Another day of frustrations for customers using Microsoft’s Azure authentication services is causing jitters among customers and partners about rolling out Azure-based multi-factor authentication.
The latest troubles come just a day after Microsoft revealed why some customers couldn’t sign-in to Azure and Office 365 for 14 hours last Monday.
Identical to last week’s outage, customers that require employees use MFA to sign in to Microsoft’s online services are being locked out of their accounts because of a failure in Microsoft’s Azure authentication infrastructure.
“Starting at 14:25 UTC on 27 Nov 2018, customers using Multi-Factor Authentication (MFA) may experience intermittent issues signing into Azure resources, such as Azure Active Directory, when MFA is required by policy. Impacted customers may encounter timeout errors,” Microsoft said in an update on its Azure status page.
The Office 365 status page today indicated it was “restarting backend services responsible for processing Multi-Factor Authentication.”

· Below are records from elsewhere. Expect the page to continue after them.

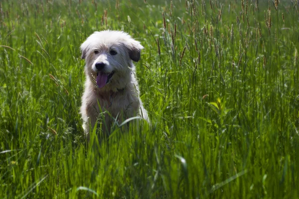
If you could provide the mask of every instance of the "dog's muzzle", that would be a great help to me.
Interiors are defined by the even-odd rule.
[[[114,71],[110,74],[104,73],[102,72],[97,73],[97,85],[99,88],[103,88],[106,85],[114,74]]]

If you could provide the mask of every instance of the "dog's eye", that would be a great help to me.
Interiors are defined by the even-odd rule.
[[[109,53],[112,55],[116,55],[117,54],[117,53],[116,52],[116,51],[115,51],[114,50],[110,50],[110,52],[109,52]]]

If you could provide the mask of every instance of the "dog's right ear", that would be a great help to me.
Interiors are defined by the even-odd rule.
[[[83,59],[85,59],[86,57],[86,54],[87,54],[87,50],[88,49],[88,44],[87,41],[85,41],[82,43],[80,47],[80,49],[82,53],[81,55],[81,58]]]

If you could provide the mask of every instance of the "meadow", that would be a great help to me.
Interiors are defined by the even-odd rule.
[[[299,1],[0,1],[0,198],[299,198]],[[79,114],[80,44],[124,30],[151,123]]]

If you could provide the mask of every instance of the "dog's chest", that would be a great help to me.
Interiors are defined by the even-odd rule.
[[[99,96],[99,113],[108,111],[112,116],[116,117],[120,114],[130,115],[137,112],[139,107],[138,98],[129,95],[113,93],[105,96]],[[101,108],[101,109],[100,109]]]

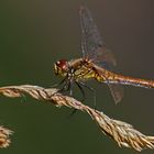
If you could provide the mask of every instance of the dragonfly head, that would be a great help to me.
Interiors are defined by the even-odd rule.
[[[69,70],[69,64],[66,59],[57,61],[54,64],[54,73],[55,75],[66,76]]]

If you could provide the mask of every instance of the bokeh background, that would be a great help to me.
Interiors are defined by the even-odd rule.
[[[108,48],[118,59],[117,72],[154,79],[154,1],[152,0],[1,0],[0,85],[58,82],[53,64],[81,56],[78,9],[87,6]],[[106,85],[97,89],[97,106],[111,118],[129,122],[154,135],[154,90],[124,87],[116,106]],[[92,106],[92,97],[85,103]],[[77,97],[80,97],[76,92]],[[82,112],[31,98],[0,97],[0,124],[14,131],[3,154],[135,154],[120,148]],[[145,150],[143,154],[153,154]]]

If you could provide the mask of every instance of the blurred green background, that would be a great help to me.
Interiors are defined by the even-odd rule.
[[[114,53],[117,72],[154,79],[154,1],[1,0],[1,86],[50,87],[59,81],[53,73],[54,62],[81,56],[78,15],[81,4],[90,9],[108,48]],[[122,102],[116,106],[106,85],[96,81],[89,85],[97,89],[97,106],[106,114],[154,135],[154,90],[125,87]],[[86,101],[89,106],[92,106],[91,98]],[[118,147],[87,114],[77,112],[68,119],[70,112],[29,97],[0,97],[0,124],[14,131],[11,146],[0,150],[1,153],[136,153]]]

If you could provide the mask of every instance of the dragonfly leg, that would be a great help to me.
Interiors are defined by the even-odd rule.
[[[89,89],[94,94],[94,105],[95,105],[95,108],[96,108],[97,107],[97,103],[96,103],[97,102],[97,100],[96,100],[96,90],[92,87],[89,87],[85,82],[81,82],[81,81],[78,81],[78,85],[80,86],[80,89],[82,90],[84,96],[85,96],[85,91],[81,88],[81,86],[87,88],[87,89]]]
[[[81,95],[82,95],[81,101],[85,101],[86,95],[85,95],[85,91],[84,91],[84,89],[82,89],[82,87],[81,87],[81,84],[80,84],[79,81],[76,81],[76,85],[77,85],[77,87],[79,88],[79,90],[81,91]]]

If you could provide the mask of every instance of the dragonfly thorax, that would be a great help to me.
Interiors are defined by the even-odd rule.
[[[57,61],[54,64],[54,73],[56,75],[66,76],[69,72],[69,63],[66,59]]]

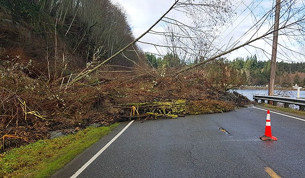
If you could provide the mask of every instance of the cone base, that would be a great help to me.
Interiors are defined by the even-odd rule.
[[[276,137],[273,136],[271,136],[271,137],[270,137],[270,136],[267,136],[266,135],[263,135],[263,136],[260,136],[259,138],[262,140],[276,141],[278,140],[278,138]]]

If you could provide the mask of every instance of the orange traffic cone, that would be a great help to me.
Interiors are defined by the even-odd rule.
[[[265,127],[265,135],[259,137],[263,140],[277,140],[276,137],[272,136],[271,133],[271,122],[270,120],[270,111],[267,111],[267,118],[266,118],[266,127]]]

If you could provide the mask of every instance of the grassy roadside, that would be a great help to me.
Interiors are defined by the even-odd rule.
[[[283,112],[291,113],[291,114],[293,114],[294,115],[305,117],[305,112],[303,112],[303,111],[294,110],[294,109],[290,109],[290,108],[276,106],[273,105],[270,105],[270,104],[266,104],[266,103],[262,104],[261,104],[261,105],[262,106],[264,106],[265,108],[274,109],[274,110],[276,110],[278,111],[282,111]]]
[[[75,134],[41,140],[0,154],[0,177],[49,176],[119,124],[89,127]]]

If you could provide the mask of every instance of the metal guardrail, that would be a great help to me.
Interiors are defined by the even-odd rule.
[[[284,103],[285,108],[288,108],[289,104],[295,104],[300,107],[300,111],[304,111],[305,108],[305,99],[254,94],[253,99],[256,102],[258,102],[258,100],[260,99],[261,103],[264,103],[266,100],[271,101],[273,101],[274,105],[276,105],[278,102],[282,102]]]

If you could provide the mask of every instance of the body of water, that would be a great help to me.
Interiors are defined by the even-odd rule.
[[[235,89],[230,90],[230,92],[233,91],[246,96],[250,100],[253,100],[253,94],[259,94],[268,95],[267,89]],[[291,98],[296,98],[297,90],[274,90],[274,96],[286,96]],[[305,98],[305,90],[300,91],[300,98]]]

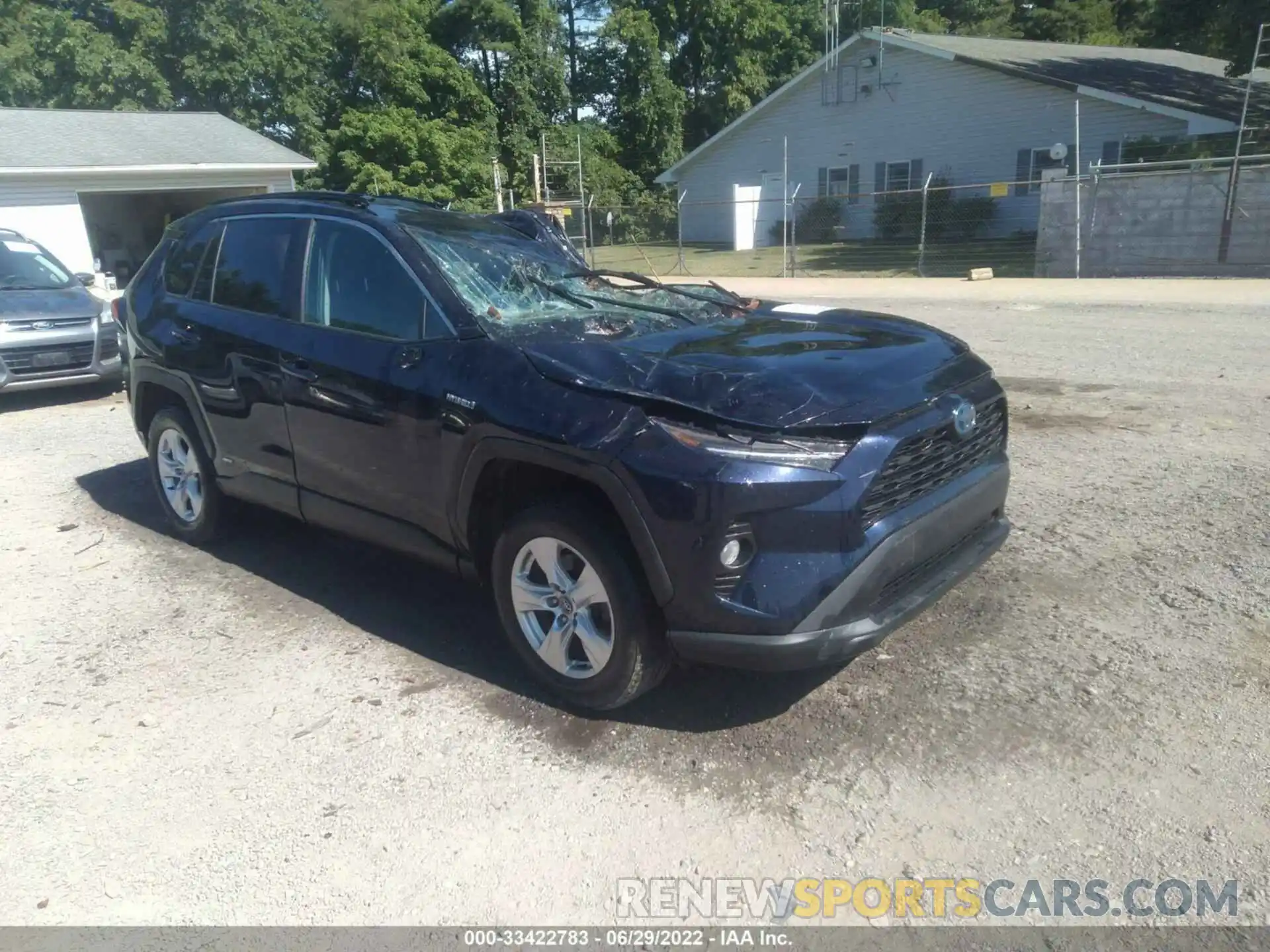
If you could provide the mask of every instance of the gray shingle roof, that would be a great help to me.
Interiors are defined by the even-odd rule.
[[[1240,121],[1243,105],[1243,81],[1227,79],[1226,61],[1210,56],[1179,50],[1039,43],[932,33],[897,36],[944,50],[964,62],[1025,79],[1067,86],[1092,86],[1231,122]],[[1259,108],[1267,105],[1267,96],[1270,88],[1257,90]]]
[[[0,169],[312,161],[220,113],[0,108]]]

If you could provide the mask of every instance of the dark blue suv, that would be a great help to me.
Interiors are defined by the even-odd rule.
[[[527,211],[212,204],[123,324],[178,536],[229,496],[480,579],[582,707],[676,659],[842,663],[1008,533],[1006,397],[963,341],[597,272]]]

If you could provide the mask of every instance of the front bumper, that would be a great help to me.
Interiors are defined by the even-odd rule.
[[[110,333],[110,331],[107,331]],[[113,331],[117,334],[117,331]],[[116,341],[118,336],[114,338]],[[23,341],[25,344],[25,341]],[[85,341],[53,341],[48,344],[50,350],[58,347],[83,345]],[[25,371],[14,373],[5,366],[4,353],[0,350],[0,393],[10,393],[29,390],[48,390],[51,387],[75,387],[89,383],[105,383],[123,377],[123,359],[119,355],[119,347],[105,347],[105,333],[93,339],[93,357],[88,364],[80,364],[70,369],[50,368],[43,372]],[[27,347],[25,349],[30,349]],[[103,353],[105,357],[103,357]]]
[[[907,523],[831,592],[789,635],[671,631],[679,658],[782,671],[842,663],[878,645],[986,562],[1010,534],[1007,463]]]

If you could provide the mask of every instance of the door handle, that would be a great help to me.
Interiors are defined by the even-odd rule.
[[[404,347],[398,354],[398,367],[403,371],[413,371],[423,362],[422,347]]]
[[[283,360],[282,372],[288,377],[302,380],[305,383],[312,383],[318,380],[318,373],[309,367],[307,360]]]

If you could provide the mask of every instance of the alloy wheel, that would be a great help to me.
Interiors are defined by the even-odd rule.
[[[180,430],[159,434],[159,482],[168,505],[182,522],[194,522],[203,512],[203,473],[198,454]]]
[[[612,656],[613,613],[594,567],[547,536],[530,539],[512,564],[512,607],[530,646],[566,678],[593,678]]]

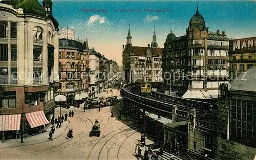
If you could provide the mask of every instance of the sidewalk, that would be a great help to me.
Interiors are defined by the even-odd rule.
[[[61,124],[61,127],[58,128],[56,128],[56,125],[55,124],[55,131],[53,135],[53,140],[58,138],[62,134],[64,130],[66,129],[69,123],[69,121],[63,122],[63,123]],[[51,128],[49,126],[46,129],[47,131],[44,133],[31,136],[24,138],[24,143],[20,143],[20,138],[17,139],[6,140],[4,143],[0,143],[0,148],[31,145],[49,141],[49,131],[50,130]]]

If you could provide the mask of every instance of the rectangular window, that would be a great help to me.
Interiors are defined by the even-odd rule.
[[[17,60],[17,45],[11,44],[11,58],[12,61]]]
[[[33,46],[33,61],[40,61],[42,60],[42,46]]]
[[[250,68],[251,68],[253,66],[253,64],[248,64],[247,65],[247,70],[250,69]]]
[[[42,68],[33,68],[33,83],[42,83]]]
[[[70,59],[70,52],[67,52],[67,59]]]
[[[0,44],[0,61],[8,60],[8,46],[7,44]]]
[[[0,84],[8,84],[8,67],[0,67]]]
[[[240,64],[240,72],[244,72],[244,64]]]
[[[17,68],[11,68],[11,84],[17,84],[18,80]]]
[[[16,108],[15,92],[4,92],[3,97],[0,99],[0,108]]]
[[[212,138],[207,134],[204,135],[204,148],[211,149]]]
[[[0,21],[0,38],[7,37],[7,22]]]
[[[17,23],[11,22],[11,38],[17,38]]]

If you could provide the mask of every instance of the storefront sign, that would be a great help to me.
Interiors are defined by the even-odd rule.
[[[232,44],[232,43],[231,43]],[[233,40],[232,51],[247,49],[256,47],[256,37],[235,39]]]

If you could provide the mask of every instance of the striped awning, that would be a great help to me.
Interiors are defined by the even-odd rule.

Microsoft pinned the new issue on a Domain Name System (DNS) bug that “caused the sign-in requests to fail, and resulted in impact to the infrastructure responsible for processing MFA.”
The company yesterday detailed three root causes behind last week’s lengthy authentication outage and admitted to serious blunders in its response, which included blindspots in monitoring, slow updates on its status pages, and botched mitigations that “propagated” what was an isolated EU and APAC problem to the US.
The issues were set off by mid-November updates to frontend Azure AD authentication servers that caused them to fail under heavy, but not extraordinary, traffic conditions, which in turn caused backend authentication servers to crumble under a backlog of processing requests.
The trio of issues resulted in timeouts for end-users in Europe, Asia Pacific and the Americas, affecting government customers in the US and UK.
Microsoft had not identified DNS as a source of the original outage.
Microsoft’s most recent update via its public Microsoft 365 Status Twitter account told customers that it was investigating the issue. Users have since posted screenshots of messages Microsoft sent via a private message board detailing that it had mitigated the DNS issue and was restarting its authentication systems to effect its remediation.
Microsoft said it’s watching performance data and trends on affected systems to avoid a repeat. It also promised to publish an explanation for why the incident happened within five business days.
At the time of publishing, Microsoft had removed the alert about the issue from its Azure status page.
However, Microsoft's Azure Support account on Twitter posted on Tuesday evening that “engineers have confirmed that the issue impacting Azure MFA is now mitigated.”
Microsoft said it will make a full root cause analysis available within 72 hours.